Dive Brief:
- Data center capital expenditures increased 53% year over year to $134 billion during the first three months of 2025, according to Dell’Oro Group research published Tuesday. The spike was driven by a surge in hyperscaler spending on AI infrastructure, particularly Nvidia Blackwell GPUs and custom accelerators, the research firm said.
- The four companies with the largest cloud footprints — AWS, Google, Meta and Microsoft — accounted for 44% of Q1 data center capital investments. Enterprise infrastructure spending — the second biggest category — accounted for one-third of the total, according to Dell’Oro.

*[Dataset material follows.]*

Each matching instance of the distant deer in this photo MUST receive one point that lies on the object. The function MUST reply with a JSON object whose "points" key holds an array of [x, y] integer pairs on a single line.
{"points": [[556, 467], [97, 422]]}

- “Despite some project cancellations by U.S. cloud providers, overall CapEx remains on track, with hyperscalers adjusting capacity rather than cutting investments,” Dell’Oro Group Senior Research Director Baron Fung said in the report. “Enterprises, facing tighter budgets and tariff-related risks, are more cautious, prompting slight downward revisions to their CapEx forecasts.”
Dive Insight:
An ongoing data center building boom sparked by generative AI adoption showed no signs of an early-year slowdown as hyperscalers raced to add compute capacity.
Amazon reported $24.3 billion in Q1 capital expenditures, primarily to expand AWS’ AI cloud infrastructure. Microsoft and Google weren’t far behind, reporting $21.4 billion and $17 billion in CapEx for the first three months of the year, respectively.
Dell’Oro Group expects the trend to continue. The firm forecasted a 30% year-over-year bump in data center investments for 2025, despite mixed economic signals triggered by tariff concerns and supply chain challenges. Last year, data center infrastructure capital expenditures grew 51% year over year to $455 billion.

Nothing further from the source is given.